To run the application:

ruby app.rb --data-path=[PATH_TO_BACK_UP]

Arguments

--data-path=[PATH_TO_BACK_UP]   #specifies the directory of the backup
--word-min-length=[LENGTH]      #specifies a minimum length of commonly used word data
--thread-id=[ID]                #specifies a specific thread to perform message analysis on
--normalize-time=[true/false]   #parse message timestamps in the timezone they were sent from, default: true
--timezone=[TIMEZONE]           #specifies the timezone/offset to parse the data in. Will accept RFC 2822 specified timezones or ±HH:MM UTC offsets
--months=[months]               #specifies how far back to process messages (the backup only has consistent data for past 6 months), default: 6
--rebuild-binary                #rebuilds an executable using ocra
--quick-run                     #parse a subset of the available data for testing purposes
--update-events                 #see event section below
--verify-events                 #see event section below

An executable version can also be found here. Simply execute it in the backup folder.

An HTML file is generated with various charts to display the processed data.

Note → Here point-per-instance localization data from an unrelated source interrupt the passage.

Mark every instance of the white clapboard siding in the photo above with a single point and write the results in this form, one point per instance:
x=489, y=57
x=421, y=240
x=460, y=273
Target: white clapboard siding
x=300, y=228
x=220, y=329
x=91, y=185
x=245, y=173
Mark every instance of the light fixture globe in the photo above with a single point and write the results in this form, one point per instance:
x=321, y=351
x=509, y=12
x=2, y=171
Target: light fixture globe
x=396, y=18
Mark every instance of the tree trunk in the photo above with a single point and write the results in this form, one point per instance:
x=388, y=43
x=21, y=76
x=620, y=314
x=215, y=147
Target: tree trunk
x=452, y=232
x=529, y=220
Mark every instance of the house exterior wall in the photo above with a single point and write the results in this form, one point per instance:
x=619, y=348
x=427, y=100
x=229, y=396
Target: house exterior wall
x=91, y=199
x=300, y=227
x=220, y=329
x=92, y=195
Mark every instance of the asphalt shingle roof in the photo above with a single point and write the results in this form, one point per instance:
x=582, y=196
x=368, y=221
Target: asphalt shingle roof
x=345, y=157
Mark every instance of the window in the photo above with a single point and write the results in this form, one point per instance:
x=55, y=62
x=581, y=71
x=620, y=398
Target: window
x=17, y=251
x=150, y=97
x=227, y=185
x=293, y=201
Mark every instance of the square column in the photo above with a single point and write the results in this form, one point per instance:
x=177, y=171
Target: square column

Various charts are generated such as:

  • messages by date
  • messages by day of week/time of day
  • commonly used messages/words
  • most active threads
  • time spent by OS/location/device
  • most used reactions
  • game play count

Other miscellaneous data is also displayed such as:

  • total message count
  • average words per message
  • average messages per day
  • total sessions, average session length
  • total reactions added/removed
  • total voice channel joins

Human-readable versions of each message thread are also generated in output/prettified.

Requesting your data

You can retrieve your past Discord messages by following the instructions in the article below.
https://support.discordapp.com/hc/en-us/articles/360004027692

Activity Data

Many of the generated charts/analyses rely on activity data provided in the data backup, which not every user may have. My hypothesis is that this data is only generated if the user has toggled the Use data to improve Discord setting under Privacy & Safety in the client settings. If this data is not present, the corresponding charts/information will not appear.

Event Types

Given that there is no documented list of possible event_typess, the repo contains a event_list.txt file that contains every event_type seen so far. Running the app with the --verify-events flag will check the data backup against event_list.txt and display any events missing. If there events are of interest, we should parse them, and re-run the app with --update-events to add the new events to event_list.txt.